Stream processing facilitates the collection, processing, and analysis of real-time data and enables the continuous generation of insights and quick reactions to emerging situations. This capability is useful when the value of derived insights diminishes over time. Hence, the faster you can react to a detected situation, the more valuable the reaction is going to be. Consider, for instance, a streaming application that analyzes and blocks fraudulent credit card transactions while they occur. Compare that application to a traditional batch-oriented approach that identifies fraudulent transactions at the end of every business day and generates a nice report for you to read the next morning.
It is quite common for the value of insights to diminish over time. Therefore, using stream processing can substantially improve the value of your analytics application. However, building and operating a streaming application that continuously receives and processes data is much more challenging than operating a traditional batch-oriented analytics application.
In this post, we discuss how you can use Apache Flink and Amazon Kinesis Data Analytics for Java Applications to address these challenges. We explore how to build a reliable, scalable, and highly available streaming architecture based on managed services that substantially reduce the operational overhead compared to a self-managed environment. We particularly focus on how to prepare and run Flink applications with Kinesis Data Analytics for Java Applications. To this end, we use an exemplary scenario that includes source code and AWS CloudFormation templates. You can follow along with this example using your own AWS account or adapt the code according to your specific requirements.
Challenges of running streaming applications
When you build a streaming application, the downstream systems naturally rely on a continuous and timely generation of output. Accordingly, there are much higher requirements on the availability of the streaming application. There is also much less time to address operational issues compared to a traditional batch-based approach. In a batch-processing scenario, when a job that runs once at the end of a business day fails, you can often restart the failed job and still complete the computation by the next morning, when the results are needed. In contrast, when a streaming application fails, downstream systems that consume the output might be affected within minutes, or even sooner, when the expected output no longer arrives in time.

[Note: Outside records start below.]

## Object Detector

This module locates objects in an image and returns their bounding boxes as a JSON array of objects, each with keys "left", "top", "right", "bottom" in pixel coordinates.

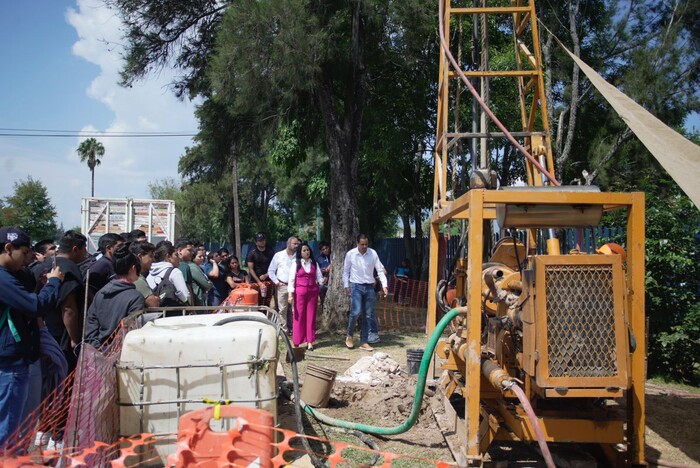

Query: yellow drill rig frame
[{"left": 428, "top": 0, "right": 646, "bottom": 466}]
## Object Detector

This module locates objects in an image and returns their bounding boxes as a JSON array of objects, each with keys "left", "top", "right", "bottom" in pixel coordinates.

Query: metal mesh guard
[{"left": 545, "top": 265, "right": 617, "bottom": 377}]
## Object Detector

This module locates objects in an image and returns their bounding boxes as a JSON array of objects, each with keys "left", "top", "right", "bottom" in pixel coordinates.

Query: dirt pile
[
  {"left": 336, "top": 353, "right": 401, "bottom": 387},
  {"left": 329, "top": 353, "right": 434, "bottom": 427}
]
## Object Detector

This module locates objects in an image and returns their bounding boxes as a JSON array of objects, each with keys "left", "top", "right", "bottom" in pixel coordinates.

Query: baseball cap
[{"left": 0, "top": 227, "right": 31, "bottom": 247}]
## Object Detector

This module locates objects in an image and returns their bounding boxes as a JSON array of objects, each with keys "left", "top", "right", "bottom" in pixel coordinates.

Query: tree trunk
[
  {"left": 231, "top": 143, "right": 243, "bottom": 262},
  {"left": 413, "top": 209, "right": 427, "bottom": 280},
  {"left": 315, "top": 0, "right": 367, "bottom": 329}
]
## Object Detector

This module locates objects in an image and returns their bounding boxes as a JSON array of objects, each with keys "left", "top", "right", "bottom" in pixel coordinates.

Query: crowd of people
[{"left": 0, "top": 228, "right": 400, "bottom": 447}]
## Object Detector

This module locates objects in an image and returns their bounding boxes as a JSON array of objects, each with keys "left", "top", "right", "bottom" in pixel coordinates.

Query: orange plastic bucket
[
  {"left": 168, "top": 405, "right": 275, "bottom": 468},
  {"left": 228, "top": 283, "right": 258, "bottom": 306}
]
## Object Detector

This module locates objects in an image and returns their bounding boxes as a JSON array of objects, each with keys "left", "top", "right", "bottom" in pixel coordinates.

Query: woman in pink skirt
[{"left": 287, "top": 242, "right": 323, "bottom": 351}]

Moreover, in case of failure, you can’t simply delete all intermediate results and restart a failed processing job, as it is commonly done in the batch-processing case. The output of a streaming job is continuously consumed by downstream systems. Output that has already been consumed cannot easily be retracted. Therefore, the entire processing pipeline is much more sensitive to duplicates that are introduced by an application that is restarted on failure. Furthermore, the computations of a streaming application often rely on some kind of internal state that can be corrupted or even lost when the application fails.
Last but not least, streaming applications often deal with a varying amount of throughput. Therefore, scaling the application according to the current load is highly desirable. When the load increases, the infrastructure that supports the streaming application must scale to keep the application from becoming overloaded, falling behind, and producing results that are no longer relevant. On the other hand, when the load decreases, the infrastructure should scale in again to remain cost effective by not provisioning more resources than are needed.

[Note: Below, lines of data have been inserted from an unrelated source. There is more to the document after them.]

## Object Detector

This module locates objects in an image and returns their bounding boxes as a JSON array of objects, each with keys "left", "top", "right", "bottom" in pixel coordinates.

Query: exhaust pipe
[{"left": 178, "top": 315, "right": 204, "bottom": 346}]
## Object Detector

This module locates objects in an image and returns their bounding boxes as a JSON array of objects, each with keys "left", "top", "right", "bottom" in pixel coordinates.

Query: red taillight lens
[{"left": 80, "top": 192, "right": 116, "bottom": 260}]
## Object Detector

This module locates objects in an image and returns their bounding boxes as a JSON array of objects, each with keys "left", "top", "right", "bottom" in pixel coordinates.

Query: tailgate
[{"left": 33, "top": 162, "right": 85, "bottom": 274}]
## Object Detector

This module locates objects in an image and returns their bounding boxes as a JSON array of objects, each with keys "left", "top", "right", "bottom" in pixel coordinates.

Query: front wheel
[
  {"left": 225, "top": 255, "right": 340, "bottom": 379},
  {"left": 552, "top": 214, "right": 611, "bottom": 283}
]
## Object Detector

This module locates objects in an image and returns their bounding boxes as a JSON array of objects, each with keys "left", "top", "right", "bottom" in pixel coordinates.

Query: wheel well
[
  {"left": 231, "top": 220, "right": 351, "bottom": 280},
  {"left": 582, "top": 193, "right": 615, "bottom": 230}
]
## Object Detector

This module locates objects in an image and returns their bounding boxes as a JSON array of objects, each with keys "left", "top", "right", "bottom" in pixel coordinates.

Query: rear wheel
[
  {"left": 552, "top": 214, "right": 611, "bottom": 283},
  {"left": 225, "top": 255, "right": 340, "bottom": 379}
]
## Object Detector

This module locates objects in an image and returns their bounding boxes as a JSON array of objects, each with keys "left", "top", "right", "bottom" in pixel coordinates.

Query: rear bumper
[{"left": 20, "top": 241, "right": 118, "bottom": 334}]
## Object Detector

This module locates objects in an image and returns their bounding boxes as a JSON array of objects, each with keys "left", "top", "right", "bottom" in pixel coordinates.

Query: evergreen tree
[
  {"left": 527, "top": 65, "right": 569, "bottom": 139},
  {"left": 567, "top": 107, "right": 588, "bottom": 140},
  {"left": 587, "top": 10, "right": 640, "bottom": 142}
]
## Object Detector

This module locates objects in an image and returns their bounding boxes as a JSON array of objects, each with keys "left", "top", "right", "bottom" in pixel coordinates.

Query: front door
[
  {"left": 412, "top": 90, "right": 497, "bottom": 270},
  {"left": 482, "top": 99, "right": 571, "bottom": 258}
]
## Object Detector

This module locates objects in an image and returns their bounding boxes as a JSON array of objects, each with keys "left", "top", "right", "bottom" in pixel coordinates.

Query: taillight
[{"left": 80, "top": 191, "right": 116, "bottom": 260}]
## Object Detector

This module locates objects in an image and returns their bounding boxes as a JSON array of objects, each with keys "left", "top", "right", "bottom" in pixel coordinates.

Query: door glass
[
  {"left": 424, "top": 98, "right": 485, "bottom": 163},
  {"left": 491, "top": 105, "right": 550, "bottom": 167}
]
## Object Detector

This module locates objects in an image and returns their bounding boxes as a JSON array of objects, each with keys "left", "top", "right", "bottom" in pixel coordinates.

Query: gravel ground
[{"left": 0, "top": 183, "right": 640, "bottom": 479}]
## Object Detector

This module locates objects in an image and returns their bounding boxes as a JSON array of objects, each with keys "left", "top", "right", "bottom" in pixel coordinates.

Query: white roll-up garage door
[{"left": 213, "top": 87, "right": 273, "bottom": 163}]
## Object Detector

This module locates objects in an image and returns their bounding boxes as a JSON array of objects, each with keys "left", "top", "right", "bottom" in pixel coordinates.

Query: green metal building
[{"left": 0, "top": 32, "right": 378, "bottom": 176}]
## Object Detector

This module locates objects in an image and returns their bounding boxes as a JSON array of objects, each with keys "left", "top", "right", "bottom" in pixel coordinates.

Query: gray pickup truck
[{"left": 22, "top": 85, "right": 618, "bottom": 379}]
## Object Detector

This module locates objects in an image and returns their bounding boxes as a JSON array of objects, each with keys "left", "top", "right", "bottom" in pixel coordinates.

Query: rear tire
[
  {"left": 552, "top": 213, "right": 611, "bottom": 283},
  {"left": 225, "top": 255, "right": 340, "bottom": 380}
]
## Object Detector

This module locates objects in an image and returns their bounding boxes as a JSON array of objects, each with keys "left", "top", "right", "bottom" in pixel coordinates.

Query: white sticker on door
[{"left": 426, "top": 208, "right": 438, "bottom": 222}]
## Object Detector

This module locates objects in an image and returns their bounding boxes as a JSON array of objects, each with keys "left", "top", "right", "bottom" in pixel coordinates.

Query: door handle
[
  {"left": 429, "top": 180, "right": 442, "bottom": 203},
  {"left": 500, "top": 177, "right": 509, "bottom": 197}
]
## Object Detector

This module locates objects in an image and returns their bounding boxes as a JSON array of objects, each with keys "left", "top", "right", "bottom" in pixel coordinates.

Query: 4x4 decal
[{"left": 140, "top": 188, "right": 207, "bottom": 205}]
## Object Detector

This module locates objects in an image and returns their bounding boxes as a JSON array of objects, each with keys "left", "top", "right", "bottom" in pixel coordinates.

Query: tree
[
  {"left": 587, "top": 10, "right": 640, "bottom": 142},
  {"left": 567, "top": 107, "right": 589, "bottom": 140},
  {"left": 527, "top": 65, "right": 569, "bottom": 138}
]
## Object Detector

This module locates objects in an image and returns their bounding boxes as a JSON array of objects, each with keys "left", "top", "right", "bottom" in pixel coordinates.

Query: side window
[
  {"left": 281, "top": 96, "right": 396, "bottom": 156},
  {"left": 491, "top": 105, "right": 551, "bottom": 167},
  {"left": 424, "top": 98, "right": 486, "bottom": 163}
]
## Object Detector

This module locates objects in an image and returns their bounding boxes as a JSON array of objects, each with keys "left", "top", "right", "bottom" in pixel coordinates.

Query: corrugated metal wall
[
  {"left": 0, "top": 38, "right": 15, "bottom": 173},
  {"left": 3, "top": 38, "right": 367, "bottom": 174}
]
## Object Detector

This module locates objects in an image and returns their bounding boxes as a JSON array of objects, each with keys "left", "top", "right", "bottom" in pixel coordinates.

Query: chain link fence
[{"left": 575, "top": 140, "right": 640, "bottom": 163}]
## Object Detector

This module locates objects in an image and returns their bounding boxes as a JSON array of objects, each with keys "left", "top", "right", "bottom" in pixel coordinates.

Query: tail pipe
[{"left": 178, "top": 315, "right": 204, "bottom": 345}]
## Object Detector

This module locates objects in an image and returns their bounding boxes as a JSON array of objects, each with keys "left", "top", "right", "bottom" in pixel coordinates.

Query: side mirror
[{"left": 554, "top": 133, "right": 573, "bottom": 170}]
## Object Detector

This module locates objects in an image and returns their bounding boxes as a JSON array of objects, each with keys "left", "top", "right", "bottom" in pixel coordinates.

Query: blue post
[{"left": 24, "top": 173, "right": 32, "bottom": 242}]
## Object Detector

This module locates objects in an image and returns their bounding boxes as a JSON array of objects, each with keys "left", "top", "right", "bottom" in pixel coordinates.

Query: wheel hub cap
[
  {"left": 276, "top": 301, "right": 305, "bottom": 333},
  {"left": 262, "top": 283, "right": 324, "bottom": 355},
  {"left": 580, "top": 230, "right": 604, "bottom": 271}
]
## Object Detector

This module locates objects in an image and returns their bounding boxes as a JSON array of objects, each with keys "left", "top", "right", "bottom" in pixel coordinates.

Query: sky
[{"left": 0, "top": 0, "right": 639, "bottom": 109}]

A reliable and scalable streaming architecture based on Flink and Kinesis Data Analytics for Java Applications
Apache Flink is an open-source project that is tailored to stateful computations over unbounded and bounded datasets. Flink addresses many of the challenges that are common when analyzing streaming data by supporting different APIs (including Java and SQL), rich time semantics, and state management capabilities. It can also recover from failures while maintaining exactly-once processing semantics. Therefore, Flink is well suited for analyzing streaming data with low latency.
In this post, we illustrate how to deploy, operate, and scale a Flink application with Kinesis Data Analytics for Java Applications. We use a scenario to analyze the telemetry data of a taxi fleet in New York City in near-real time to optimize the fleet operation. In this scenario, every taxi in the fleet is capturing information about completed trips. The tracked information includes the pickup and drop-off locations, number of passengers, and generated revenue. This information is ingested into a Kinesis data stream as a simple JSON blob. From there, the data is processed by a Flink application, which is deployed to Kinesis Data Analytics for Java Applications. This application identifies areas that are currently requesting a high number of taxi rides. The derived insights are finally persisted into Amazon Elasticsearch Service, where they can be accessed and visualized using Kibana.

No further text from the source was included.